There’s no question who the final decision rests with concerning whether you should have a labiaplasty, breast augmentation or vaginoplasty. The ultimate choice is yours. But because few people make such a decision in a vacuum, you may want to consult and discuss the matter with some people like-
1) If you’re married or sexually involved with someone, probably the most important person other than yourself to discuss the procedure with is your significant other. This is especially true if one of your reasons for doing this is to make yourself more attractive and to improve your sex life. Does he agree that this would bring both of you more fulfillment? Is he willing to give you the several weeks you’ll need to recover from the procedure (including, in the case of labiaplasty and vaginoplasty about six weeks with little or no sexual contact)? Please remember, though, that if you’re with someone who insists that he will only accept you if you have plastic surgery, then you have a more serious issue–one of having a partner who is possibly psychologically abusive.
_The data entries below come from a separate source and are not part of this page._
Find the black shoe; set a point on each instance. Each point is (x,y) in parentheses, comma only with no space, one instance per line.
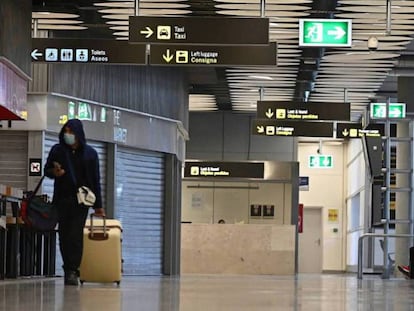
(404,271)
(71,278)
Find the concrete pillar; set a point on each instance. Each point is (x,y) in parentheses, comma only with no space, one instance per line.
(15,45)
(404,208)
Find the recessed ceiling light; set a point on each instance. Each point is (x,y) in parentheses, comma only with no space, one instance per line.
(258,77)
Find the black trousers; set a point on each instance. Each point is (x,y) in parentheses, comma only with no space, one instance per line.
(72,219)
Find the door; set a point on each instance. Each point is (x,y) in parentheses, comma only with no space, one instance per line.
(139,205)
(310,241)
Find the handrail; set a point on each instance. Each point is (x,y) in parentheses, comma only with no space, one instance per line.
(374,235)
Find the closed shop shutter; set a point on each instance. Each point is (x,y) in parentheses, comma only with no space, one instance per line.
(13,159)
(52,139)
(139,195)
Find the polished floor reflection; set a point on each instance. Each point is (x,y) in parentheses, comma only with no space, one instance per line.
(335,292)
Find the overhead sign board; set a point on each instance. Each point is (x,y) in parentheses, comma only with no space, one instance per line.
(325,32)
(87,51)
(224,169)
(354,130)
(395,110)
(303,111)
(292,128)
(184,55)
(320,161)
(198,30)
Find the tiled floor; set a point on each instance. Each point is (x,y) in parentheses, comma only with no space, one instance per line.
(212,292)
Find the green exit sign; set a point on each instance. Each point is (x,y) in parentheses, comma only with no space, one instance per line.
(320,161)
(325,32)
(395,110)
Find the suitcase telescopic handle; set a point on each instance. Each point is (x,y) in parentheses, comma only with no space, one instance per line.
(104,236)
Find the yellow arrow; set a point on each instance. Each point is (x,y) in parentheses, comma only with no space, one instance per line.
(168,57)
(147,32)
(269,113)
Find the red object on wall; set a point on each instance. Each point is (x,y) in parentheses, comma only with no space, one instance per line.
(300,218)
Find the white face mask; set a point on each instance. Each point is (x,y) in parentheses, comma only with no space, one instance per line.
(69,138)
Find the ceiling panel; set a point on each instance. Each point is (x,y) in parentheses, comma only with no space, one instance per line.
(354,74)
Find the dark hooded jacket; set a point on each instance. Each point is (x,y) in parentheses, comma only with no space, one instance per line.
(81,166)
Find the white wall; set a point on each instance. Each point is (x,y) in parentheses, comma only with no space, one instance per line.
(326,189)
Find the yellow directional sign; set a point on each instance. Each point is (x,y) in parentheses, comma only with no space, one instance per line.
(199,30)
(292,128)
(280,110)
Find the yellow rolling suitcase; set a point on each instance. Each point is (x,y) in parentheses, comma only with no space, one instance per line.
(102,258)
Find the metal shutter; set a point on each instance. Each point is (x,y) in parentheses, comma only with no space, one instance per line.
(50,140)
(13,158)
(139,198)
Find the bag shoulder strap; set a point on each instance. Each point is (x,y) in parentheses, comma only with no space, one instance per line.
(38,186)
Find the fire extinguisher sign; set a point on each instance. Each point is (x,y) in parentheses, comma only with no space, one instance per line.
(35,167)
(300,218)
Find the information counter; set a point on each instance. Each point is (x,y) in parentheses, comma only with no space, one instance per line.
(238,249)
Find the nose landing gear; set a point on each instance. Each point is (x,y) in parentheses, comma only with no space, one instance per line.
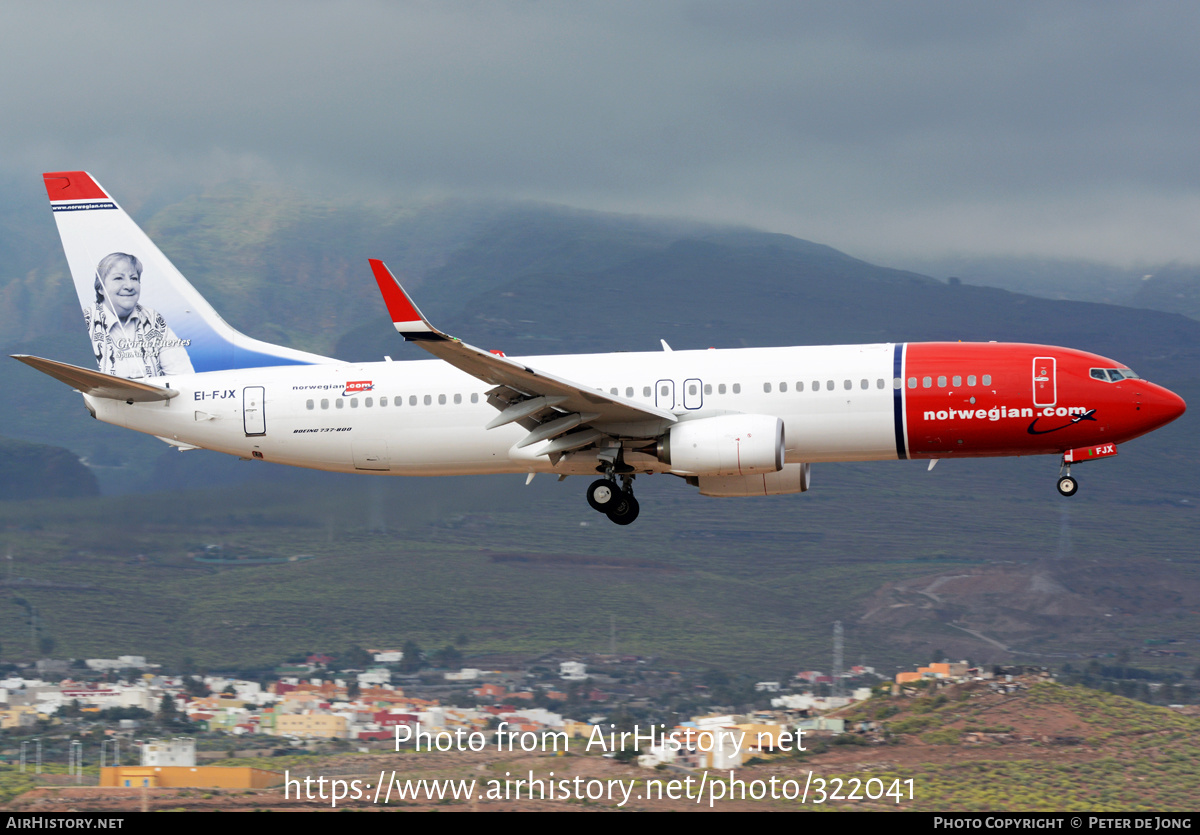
(617,503)
(1067,485)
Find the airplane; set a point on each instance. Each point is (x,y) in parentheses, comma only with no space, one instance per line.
(732,422)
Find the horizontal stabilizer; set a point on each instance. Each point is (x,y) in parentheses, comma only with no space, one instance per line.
(99,384)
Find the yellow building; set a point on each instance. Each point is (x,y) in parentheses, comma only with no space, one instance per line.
(327,726)
(187,776)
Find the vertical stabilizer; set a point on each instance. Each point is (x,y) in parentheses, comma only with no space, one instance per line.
(144,319)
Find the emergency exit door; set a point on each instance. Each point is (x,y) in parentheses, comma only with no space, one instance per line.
(252,413)
(1045,389)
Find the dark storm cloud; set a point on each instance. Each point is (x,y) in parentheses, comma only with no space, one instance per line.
(921,127)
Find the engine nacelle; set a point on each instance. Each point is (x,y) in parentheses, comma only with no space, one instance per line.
(792,479)
(724,445)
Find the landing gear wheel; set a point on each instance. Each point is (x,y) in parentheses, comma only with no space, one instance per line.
(624,510)
(603,494)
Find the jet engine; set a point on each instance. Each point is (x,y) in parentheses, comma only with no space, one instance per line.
(792,479)
(724,445)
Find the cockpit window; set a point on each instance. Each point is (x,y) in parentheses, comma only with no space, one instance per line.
(1114,374)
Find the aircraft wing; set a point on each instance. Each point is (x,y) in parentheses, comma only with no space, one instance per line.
(99,384)
(546,404)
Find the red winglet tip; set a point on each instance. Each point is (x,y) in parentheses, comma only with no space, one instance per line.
(72,186)
(399,306)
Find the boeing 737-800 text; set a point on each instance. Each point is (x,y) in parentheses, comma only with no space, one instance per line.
(743,421)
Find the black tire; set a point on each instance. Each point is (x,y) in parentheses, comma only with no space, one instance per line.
(603,493)
(625,510)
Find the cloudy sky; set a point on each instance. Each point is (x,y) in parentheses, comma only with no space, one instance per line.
(887,130)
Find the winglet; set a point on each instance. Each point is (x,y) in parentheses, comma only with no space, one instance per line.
(408,320)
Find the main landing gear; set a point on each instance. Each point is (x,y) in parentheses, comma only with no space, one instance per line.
(617,503)
(1067,485)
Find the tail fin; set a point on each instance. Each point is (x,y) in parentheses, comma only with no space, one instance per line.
(143,317)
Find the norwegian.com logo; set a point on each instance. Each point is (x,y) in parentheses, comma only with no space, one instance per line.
(357,388)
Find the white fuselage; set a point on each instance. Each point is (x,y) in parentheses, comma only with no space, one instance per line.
(427,418)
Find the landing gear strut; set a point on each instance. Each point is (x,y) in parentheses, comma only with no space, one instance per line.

2) A second important person to discuss the procedure with is someone who has “been there, done that.” For instance, perhaps you have a friend who has had a similar procedure. Even better, maybe you can get your surgeon to put you in contact with one of his former patients. Such a contact allows you to find out first-hand what a surgeon is like, what the procedure is like, and what to expect during recovery.
3) Of course, the plastic surgeon himself will help you decide whether to have the procedure done. He does this in a couple of ways. First, he/she will help you decide, based on your wants and your background, whether plastic surgery is for you. Will it help you address the issues that you want addressed? Second, if you’ve done your job well, he will help you decide by answering your questions. You should take a list of questions with you into the surgeon’s office and ask about everything that might be weighing on your mind: How is the procedure done, how qualified is she, how much will it cost, and what will be expected of you in the weeks and months following the surgery?
4) Which brings us back to you: After you’ve heard all the advice, it comes down to listening to your gut. Is this really the thing that will help you feel more confident? Are you willing to accept the associated risks? If so, then it’s time for you to put the wheels into motion.